I take from your post that your venue is a boat, and I agree children really shouldn’t be there. You want your friends and family to be focused on you and having a good time – not running and tending to children all night. There is nothing wrong with that, and I’m really loving the fact that you said that stuff about your wedding not being a family reunion!

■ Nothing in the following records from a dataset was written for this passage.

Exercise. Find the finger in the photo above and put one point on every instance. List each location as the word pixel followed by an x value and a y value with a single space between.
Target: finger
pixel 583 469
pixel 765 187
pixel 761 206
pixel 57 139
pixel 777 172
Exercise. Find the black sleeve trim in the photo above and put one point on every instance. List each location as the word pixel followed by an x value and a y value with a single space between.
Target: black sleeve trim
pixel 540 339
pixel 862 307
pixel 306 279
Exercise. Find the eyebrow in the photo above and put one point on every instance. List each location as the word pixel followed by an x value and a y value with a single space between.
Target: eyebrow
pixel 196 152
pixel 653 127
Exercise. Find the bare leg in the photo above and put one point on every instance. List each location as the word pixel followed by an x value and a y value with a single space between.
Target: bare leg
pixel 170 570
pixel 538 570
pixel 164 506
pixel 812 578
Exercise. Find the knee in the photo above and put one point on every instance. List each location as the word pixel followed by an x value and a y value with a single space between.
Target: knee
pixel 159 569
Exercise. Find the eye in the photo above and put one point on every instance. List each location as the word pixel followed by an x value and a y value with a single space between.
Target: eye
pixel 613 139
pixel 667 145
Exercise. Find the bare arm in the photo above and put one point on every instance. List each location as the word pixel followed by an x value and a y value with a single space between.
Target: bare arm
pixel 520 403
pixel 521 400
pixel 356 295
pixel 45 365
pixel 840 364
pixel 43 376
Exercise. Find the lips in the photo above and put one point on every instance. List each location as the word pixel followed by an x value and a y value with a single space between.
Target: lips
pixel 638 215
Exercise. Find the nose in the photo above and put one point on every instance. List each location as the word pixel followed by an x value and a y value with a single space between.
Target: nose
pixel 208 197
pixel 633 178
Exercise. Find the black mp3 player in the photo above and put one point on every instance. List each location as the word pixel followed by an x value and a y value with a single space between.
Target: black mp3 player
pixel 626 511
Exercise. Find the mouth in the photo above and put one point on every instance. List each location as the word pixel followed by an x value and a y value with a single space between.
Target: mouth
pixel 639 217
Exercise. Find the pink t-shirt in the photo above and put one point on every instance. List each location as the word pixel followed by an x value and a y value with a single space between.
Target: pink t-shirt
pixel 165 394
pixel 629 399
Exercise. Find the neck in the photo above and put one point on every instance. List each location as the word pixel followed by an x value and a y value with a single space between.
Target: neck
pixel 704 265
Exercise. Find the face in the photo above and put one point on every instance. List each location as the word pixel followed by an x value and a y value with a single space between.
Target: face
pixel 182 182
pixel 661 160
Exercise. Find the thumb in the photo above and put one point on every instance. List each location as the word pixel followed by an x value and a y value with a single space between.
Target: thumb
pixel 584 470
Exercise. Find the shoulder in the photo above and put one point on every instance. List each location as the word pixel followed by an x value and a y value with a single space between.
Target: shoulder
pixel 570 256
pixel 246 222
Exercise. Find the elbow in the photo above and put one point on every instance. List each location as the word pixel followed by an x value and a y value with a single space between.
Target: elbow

I think you just need to put your foot down and weather the storm.

Post # 10
Member
525 posts
Busy bee
  • Wedding: April 2014

You made the right decision.  Don’t let it bother you.  You are in no way “breaking up the family” because you are holding one event that you prefer not to have children at.  I do however think that Fiance needs to talk to his Mother and not have you end up looking like the bad guy.  It was rude of her to speak to you that way and to act like this was a decision that you made on your own.  Tell your Fiance that HE needs to speak to his Mother and let her know that you BOTH made this decision and are standing by it.

Best of luck to you!

 

Post # 11
Member
1638 posts
Bumble bee
  • Wedding: September 2011

@Msconfusedbride:  You are making the right decision. Children and babies do not need to be on boats. Stand your ground. Your Future Mother-In-Law seems to be using this situation to cause trouble for you for her benefit.

Have Fiance call his sister and explain to her the reasonsing. If she choooses not to come, so be it. Too many things could happen if little Johnny is left unsupervised for one minute.

Post # 12
Member
494 posts
Helper bee
  • Wedding: July 2011

Your Future Mother-In-Law is behaving in a crazy and manipulative fashion.  That sucks.  What I would like to know is how your Fiance feels about all of this.  Is HE okay with his sister’s children attending?  Have you told family members on your side not to bring the kids?

@Sheepshead:  Yeah but how does her Fiance feel about the kids?!?  She might not be related to them but he is

Post # 13
Member
1327 posts
Bumble bee

Stick to your guns… everyone will get over it and when the day comes they will realize that keeping the kids at home was not a big deal.

Post # 14
Member
1252 posts
Bumble bee
  • Wedding: November 2011

First of all, your Fiance needs to go speak to his sister directly about this, what is with him getting his mommy involved and then allowing her to attack you?  But I agree with PPs, stand your ground.  A boat is no place for small children, I assume they won’t be able to leave early if they get tired, cranky, and start having a temper tantrum.  My niece & nephew were not invited to my wedding, and our family has remained intact!

Post # 15
Member
3302 posts
Sugar bee

@discodance:  I agree.

And at the end of the day it is only the choice of you two. I personally wouldn’t have this fight as they are the children of your sister in law but it is your choice. I do think that children shouldn’t be on a boat though. God forbid something should happen.

Post # 16
Member
7416 posts
Busy Beekeeper
  • Wedding: November 1999

Yyou have your Fiance full support, leave it alone and carry on as you both have planned this event.

The topic ‘FMIL says grandkids need to be invited because they are HER flesh and blood’ is closed to new replies.